# keyhole pics



## HONDO (May 4, 2008)

another fish i like and have never actually seen at a lfs. since i just did the same with blue acaras, anyone got pics of keyholes to share???

sorry for the fake out if anyone was expecting me to actually post some pics, ha.


----------



## jcushing (Apr 6, 2008)

im not a very good fish photographer, sorry

they really are great community fish, get along with my rams, angels, tetras, and corys. dont get me wonr though im not saying they are nice to them


----------



## fishlids (May 5, 2007)

I've been trying to find these guys for so long. No one sells them in my area


----------



## HONDO (May 4, 2008)

anyone in the nova area know where to find keyholes locally? how big do these guys get at full size?


----------



## jcushing (Apr 6, 2008)

mine are F 3.75" M 4.25" im going to try and get you some more pictures now that its dark out.

*** only ever seen them once in a store so they bought them. why dont you ask if your LFS can get them in. my usual LFS has a WTB list....


----------



## HONDO (May 4, 2008)

i think i will do that. 
more pics would be awesome.


----------



## betz1106 (Jun 10, 2008)

HONDO said:


> anyone in the nova area know where to find keyholes locally? how big do these guys get at full size?


totally agree.

I live in st. louis and I can't find anyone that carries keyholes.

Everyone I ask just looks at me like I am crazy when I ask for them......

MY LFS won't even order a batch for me so I can get a few.....


----------



## dwarfpike (Jan 22, 2008)

It's becuase of their "dull" colors, many pet stores can't sell them if they get them in. I mean who wants a plain brown fish? Keyholes are one of those like curviceps and dorsigera that don't show any color in a cramped LFS tank, but are very beautiful once settled in. I do find it odd a LFS won't order them though, especially if you offer to buy all 6 they get in and are a regular or put a deposit down.


----------



## jcushing (Apr 6, 2008)

yeah they arent flashy but they have beautiful contrast and the males have pretty fins, personally i like the shape of acaras


----------



## HONDO (May 4, 2008)

i actually found some young keyholes today. they were young and very dull in color. brown with a black dot down towards the tail. no other markings. that sound like young keyholes?


----------



## blairo1 (May 7, 2006)

Same fish from Young < Old:




























He's a bit spooky of the camera hence the "freakout" lines on him (sorry **** pic took it quickly just to show how the finnage etc develops).

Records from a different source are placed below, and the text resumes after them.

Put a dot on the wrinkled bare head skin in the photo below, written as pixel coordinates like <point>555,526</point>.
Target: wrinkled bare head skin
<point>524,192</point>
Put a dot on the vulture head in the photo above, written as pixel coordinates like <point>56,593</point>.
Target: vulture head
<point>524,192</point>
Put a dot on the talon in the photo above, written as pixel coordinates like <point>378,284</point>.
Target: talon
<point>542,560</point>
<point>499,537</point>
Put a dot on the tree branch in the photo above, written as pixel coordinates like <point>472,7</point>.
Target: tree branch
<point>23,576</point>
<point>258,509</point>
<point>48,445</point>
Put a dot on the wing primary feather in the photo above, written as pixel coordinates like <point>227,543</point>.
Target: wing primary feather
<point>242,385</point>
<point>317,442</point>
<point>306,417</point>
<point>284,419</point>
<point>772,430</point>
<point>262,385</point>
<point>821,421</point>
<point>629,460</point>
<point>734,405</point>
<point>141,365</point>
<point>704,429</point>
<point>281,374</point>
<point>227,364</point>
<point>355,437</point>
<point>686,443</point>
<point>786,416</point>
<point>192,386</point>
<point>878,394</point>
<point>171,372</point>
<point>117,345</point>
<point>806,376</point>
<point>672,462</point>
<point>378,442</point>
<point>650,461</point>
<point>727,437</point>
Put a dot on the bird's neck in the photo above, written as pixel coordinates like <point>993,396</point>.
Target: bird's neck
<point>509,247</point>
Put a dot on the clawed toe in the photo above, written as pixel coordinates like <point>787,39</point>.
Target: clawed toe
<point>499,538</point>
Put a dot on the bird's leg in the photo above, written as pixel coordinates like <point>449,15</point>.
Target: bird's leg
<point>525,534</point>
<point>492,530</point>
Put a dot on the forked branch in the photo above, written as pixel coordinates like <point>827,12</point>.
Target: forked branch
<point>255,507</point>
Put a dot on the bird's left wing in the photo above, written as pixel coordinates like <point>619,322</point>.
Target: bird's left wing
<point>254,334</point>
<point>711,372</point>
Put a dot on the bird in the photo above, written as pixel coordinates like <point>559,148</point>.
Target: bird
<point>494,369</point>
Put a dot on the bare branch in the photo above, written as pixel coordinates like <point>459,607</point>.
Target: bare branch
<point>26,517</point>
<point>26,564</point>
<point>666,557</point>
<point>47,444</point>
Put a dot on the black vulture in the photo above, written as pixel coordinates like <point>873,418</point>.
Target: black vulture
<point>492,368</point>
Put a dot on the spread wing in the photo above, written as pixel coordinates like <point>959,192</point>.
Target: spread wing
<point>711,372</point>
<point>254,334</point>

I love Keyholes, it's not all about colour anyway, it's about character, attitude and general comedic behaviour, on that front the Keyhole sure is an interesting one - they have some real mood swings :lol:.

Blair.


----------



## jcushing (Apr 6, 2008)

wow someone that can actually take pictures, thank you..... mine hate the red light on my camera


----------



## dwarfpike (Jan 22, 2008)

Just for clarification before I'm labelled as a keyhole hater ... I love these guys, hence the quotes around the word dull in my post. Settled in keyholes are anything but dull with their colors and personality. I was merely stating how they are perceived at the LFS by both customers and employees. If I can ever find true _Crenicichla wallacii_, a pair of keyholes will deffinately grace my tanks again.


----------



## blairo1 (May 7, 2006)

^^ Lol, don't fret, I understood what you were saying, as I'm sure others did too.


----------



## jcushing (Apr 6, 2008)

i understood your internet sarcasm dwarf pike, dont worry. i also agree, these fish certainly need to be settled in for them to show their personality but thats part of what makes them great community fish.


----------



## wmayes (Oct 22, 2007)

In my limited experience with this fish (I have one...) I can draw the conclusion that they are probably one of the cutest species ever!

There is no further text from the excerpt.